J'aime beaucoup Emmanuel Mouret, même si ses derniers titres m'ont laissé plus dubitatif. D'ailleurs, quoi de plus logique que de voir le dernier « gentleman » du cinéma français s'attaquer pour la première fois à un film d'époque, lui dont l'œuvre semble si souvent appartenir à un autre temps ? Sa « rencontre » avec Diderot, sans retrouver totalement le charme de « Changement d'adresse » et du magnifique « Un baiser, s'il vous plaît », lui permet de renouer avec l'élégance, la délicatesse qui caractérisaient notamment ces deux titres. Le réalisateur a su rester fidèle à ses principes et à sa vision du cinéma sans chercher un instant à moderniser l'auteur de « Jacques le Fataliste » (dont le récit est d'ailleurs un extrait) : le texte est beau, les répliques souvent brillantes, l'intelligence hors-norme de l'écrivain se ressentant constamment dans les discours, les situations, les enjeux...
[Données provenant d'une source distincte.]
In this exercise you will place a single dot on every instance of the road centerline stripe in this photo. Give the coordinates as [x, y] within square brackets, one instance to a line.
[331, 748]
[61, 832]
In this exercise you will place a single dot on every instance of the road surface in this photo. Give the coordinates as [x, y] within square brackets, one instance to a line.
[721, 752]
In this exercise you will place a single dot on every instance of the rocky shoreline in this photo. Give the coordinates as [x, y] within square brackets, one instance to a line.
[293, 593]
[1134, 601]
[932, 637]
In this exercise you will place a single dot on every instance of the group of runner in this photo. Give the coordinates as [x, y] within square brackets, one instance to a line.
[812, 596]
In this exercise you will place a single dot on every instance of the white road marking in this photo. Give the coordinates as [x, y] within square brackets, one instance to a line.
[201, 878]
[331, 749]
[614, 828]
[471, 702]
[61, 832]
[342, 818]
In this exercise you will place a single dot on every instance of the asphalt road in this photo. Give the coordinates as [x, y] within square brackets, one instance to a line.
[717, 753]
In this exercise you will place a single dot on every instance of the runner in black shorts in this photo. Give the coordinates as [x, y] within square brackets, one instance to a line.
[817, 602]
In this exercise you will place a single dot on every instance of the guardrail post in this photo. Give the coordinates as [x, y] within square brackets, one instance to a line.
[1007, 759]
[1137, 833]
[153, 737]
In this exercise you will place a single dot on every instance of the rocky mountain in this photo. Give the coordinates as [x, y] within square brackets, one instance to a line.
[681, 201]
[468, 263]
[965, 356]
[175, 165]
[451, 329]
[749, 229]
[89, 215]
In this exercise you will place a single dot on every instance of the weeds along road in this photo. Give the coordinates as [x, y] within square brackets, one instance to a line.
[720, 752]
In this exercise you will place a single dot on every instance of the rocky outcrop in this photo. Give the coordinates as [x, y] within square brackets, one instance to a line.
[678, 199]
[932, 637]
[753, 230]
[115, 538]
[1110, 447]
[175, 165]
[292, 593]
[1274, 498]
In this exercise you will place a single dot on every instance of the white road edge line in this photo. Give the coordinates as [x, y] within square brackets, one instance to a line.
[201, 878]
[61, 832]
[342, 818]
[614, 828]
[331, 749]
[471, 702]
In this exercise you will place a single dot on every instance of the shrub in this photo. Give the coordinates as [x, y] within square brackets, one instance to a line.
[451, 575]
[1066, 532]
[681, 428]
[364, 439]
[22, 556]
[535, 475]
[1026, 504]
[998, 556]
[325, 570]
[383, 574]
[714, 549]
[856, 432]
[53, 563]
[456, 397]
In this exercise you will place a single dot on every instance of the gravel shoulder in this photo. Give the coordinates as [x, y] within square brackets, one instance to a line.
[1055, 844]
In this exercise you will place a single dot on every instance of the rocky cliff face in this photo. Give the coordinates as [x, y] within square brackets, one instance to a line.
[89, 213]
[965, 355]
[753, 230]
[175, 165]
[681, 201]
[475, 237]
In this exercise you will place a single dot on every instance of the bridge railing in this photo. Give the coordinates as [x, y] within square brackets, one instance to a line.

Malgré un rythme légèrement indolent, on ne peut qu'apprécier la qualité d'une telle histoire, sa construction, son évolution : cela a beau être très « posé » en apparence, les mots sont une arme redoutable, où derrière l'aspect hautement respectable, notamment de Madame de La Pommeraye, se cache une vraie cruauté, tissée avec beaucoup d'habileté au fil des minutes. Cette dernière n'est toutefois jamais gratuite, l'humain restant toujours prépondérant aussi bien chez Diderot que Mouret, chacun ayant ses raisons pour agir ainsi, apparaissant cohérent avec les idées qu'il défend, sans que le moindre moralisme vienne apparaître. Et si l'on peut toujours penser que d'autres comédiens auraient peut-être été plus à leur place dans cet univers, à l'image d'une diction connaissant quelques loupés (pour le moins inhabituel chez l'ami Emmanuel), le trio Cécile de France - Édouard Baer - Alice Isaaz livre une prestation de qualité, les deux premiers apparaissant plus inspirés dans le drame que le marivaudage.
Sans oublier les séduisants seconds rôles tenus par Laure Calamy et surtout Natalia Dontcheva, que je ne connaissais pas et m'ayant fait forte impression, aussi bien par sa beauté que son talent. Avec « Mademoiselle de Joncquières », Emmanuel Mouret semble avoir réalisé le film qu'il souhaitait depuis longtemps, imparfait sans doute, mais doté de qualités suffisamment rares pour qu'il soit apprécié à sa juste valeur, à l'image des nombreux plans tout en ombre et lumière n'étant pas sans rappeler les plus beaux tableaux de l'époque. Une réussite, 73 ans après l'étonnante adaptation contemporaine de Robert Bresson, « Les Dames du bois de Boulogne ».